Don’t Forget to be Mindful…

Back in California, I spent three and a half beautiful years working in a DBT Skills-Informed IOP. I miss it every day *sigh.* Each morning, my co-therapists and I would start our group with a mindfulness exercise. At the beginning of my training, I really struggled with any desire to facilitate these exercises. I often wanting those precious 5-10 minutes to knock something off of my to-do list. Clearly, I was missing the point of mindfulness and was not practicing what I preached.

Mindfulness is essential in taking a moment - it needn’t be a long moment - but taking a moment to bring awareness to ourselves…our thoughts, judgments (good and bad), emotions, physiological sensations, urges, and more importantly to bring awareness to the current moment.

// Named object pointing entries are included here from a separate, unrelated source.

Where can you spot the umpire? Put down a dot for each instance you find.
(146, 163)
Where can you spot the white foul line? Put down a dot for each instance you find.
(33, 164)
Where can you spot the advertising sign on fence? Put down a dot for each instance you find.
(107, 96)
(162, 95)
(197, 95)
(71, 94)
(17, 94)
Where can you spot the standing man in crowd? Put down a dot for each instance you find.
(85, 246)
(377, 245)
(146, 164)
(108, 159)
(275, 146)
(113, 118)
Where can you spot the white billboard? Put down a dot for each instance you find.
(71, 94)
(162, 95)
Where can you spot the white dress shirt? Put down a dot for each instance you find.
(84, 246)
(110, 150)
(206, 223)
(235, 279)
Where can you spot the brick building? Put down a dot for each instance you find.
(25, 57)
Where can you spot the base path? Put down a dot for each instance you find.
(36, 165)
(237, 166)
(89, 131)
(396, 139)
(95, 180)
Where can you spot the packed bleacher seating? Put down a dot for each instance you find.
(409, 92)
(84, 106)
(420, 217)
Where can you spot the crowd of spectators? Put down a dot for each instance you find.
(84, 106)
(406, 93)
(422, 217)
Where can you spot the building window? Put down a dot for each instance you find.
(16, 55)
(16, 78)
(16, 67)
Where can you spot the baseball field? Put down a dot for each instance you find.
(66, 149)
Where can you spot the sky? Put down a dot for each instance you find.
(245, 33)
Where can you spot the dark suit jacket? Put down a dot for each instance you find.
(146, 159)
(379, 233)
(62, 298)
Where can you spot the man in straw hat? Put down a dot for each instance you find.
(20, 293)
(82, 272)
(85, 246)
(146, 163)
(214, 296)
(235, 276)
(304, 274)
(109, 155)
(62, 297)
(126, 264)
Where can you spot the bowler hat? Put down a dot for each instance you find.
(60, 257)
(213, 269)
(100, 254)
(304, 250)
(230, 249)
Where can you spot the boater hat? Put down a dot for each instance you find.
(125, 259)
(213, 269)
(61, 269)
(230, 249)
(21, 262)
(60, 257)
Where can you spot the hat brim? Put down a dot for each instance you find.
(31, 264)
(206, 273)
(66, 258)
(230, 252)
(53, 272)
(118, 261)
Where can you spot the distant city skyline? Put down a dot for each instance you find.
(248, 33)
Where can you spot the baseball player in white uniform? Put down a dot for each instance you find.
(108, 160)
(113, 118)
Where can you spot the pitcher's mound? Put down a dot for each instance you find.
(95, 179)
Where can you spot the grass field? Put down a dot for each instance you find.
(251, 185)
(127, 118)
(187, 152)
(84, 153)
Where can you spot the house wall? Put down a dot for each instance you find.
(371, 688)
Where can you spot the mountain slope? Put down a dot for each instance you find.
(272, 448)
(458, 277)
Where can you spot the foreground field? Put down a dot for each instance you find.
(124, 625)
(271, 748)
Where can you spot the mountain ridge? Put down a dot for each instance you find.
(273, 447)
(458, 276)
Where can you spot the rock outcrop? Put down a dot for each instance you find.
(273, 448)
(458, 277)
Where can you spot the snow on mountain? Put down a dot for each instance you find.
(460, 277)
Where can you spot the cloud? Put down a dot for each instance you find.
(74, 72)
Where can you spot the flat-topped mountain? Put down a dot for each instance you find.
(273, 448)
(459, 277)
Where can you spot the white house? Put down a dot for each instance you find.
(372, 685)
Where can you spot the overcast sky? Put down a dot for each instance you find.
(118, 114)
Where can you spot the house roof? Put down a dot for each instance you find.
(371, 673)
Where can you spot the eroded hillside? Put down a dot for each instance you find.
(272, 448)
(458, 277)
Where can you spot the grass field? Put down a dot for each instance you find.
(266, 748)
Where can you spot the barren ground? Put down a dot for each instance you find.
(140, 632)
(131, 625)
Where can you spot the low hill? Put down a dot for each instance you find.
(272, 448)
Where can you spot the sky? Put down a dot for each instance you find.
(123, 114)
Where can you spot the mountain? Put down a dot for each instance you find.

How many of us get lost in our thoughts worrying about the future or ruminating about the past? *Raises hand.* Even after teaching mindfulness for as long as I have, I still struggle to be mindful. That is natural. It is also important to remind myself (and hopefully all of you) why it is necessary to take 5-10 minutes daily to be still. To be aware. To be non-judgmental. To be mindful. That 5-10 minutes is not going to make or break the items that needs to be scratched off your to-do list, but not taking time for yourself certainly will. I know it can be hard, especially when the stress of our to-do’s are constantly nagging in the back of our mind. Even still, mindfulness can give us the opportunity to truly appreciate the present moment without judging it, to be more effective in our lives, and give ourselves the ability to reign in our minds, thus reigning in our emotions.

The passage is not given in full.